Reapit in Australia & New Zealand

Why June is full of buyers sitting on the fence
May 21, 2026

Why June is full of buyers sitting on the fence

Buyer hesitation tends to rise around June as many start weighing up timing, spring stock, finances and market uncertainty. Explore how sales agents can maintain momentum and spot the buyers still quietly engaged.

June has a bizarre energy in real estate.

The inspections are still happening, buyers are still coming through, contracts are still getting requested.

But there’s usually a noticeable increase in hesitant buyers.

You may have noticed it in previous years.

A buyer sounds excited at the open home, asks a few good questions, takes the contract… then disappears.

Another buyer keeps reopening the listing but never actually calls.

Someone else suddenly goes quiet after sounding genuinely ready to move.

This part of the year tends to create a strange holding pattern across the market.

A lot of buyers start second guessing timing around June

By mid-year, buyers are processing more than just the property itself.

They’re thinking about:

  • EOFY finances
  • Interest rates
  • Tax returns
  • School plans
  • Work changes
  • Whether more stock will hit the market in spring
  • Whether they should keep waiting for something better

And after months of scrolling listings, attending inspections and comparing properties every weekend, a lot of buyers are mentally exhausted too.

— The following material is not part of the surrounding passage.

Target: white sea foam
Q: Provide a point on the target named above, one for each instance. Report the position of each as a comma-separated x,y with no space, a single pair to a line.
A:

Especially the ones who’ve already missed out a few times.

By June, buyers aren’t just evaluating homes anymore. They’re trying to work out whether now is the right time to make a move at all.

Spring starts creeping into buyer’s heads earlier than agents think

In Australia, spring selling season carries a strange emotional weight around it.

Buyers start thinking: “maybe more listings will come up soon.”

Sometimes they’re right.

Sometimes the property they already inspected in May ends up being the best option they see for the next 6 months.

That uncertainty slows decision making down.

You probably see it in small ways already:

  • Buyers taking longer to respond
  • Delayed offers
  • More “we’ll let you know”
  • Fewer emotionally decisive conversations

The interest is often still there, but the urgency just softens a bit.

Quiet buyers are still paying attention

This is usually the part agents underestimate.

A buyer going quiet doesn’t always mean they’ve disappeared completely.

A lot of buyers keep researching privately while they’re sitting on the fence.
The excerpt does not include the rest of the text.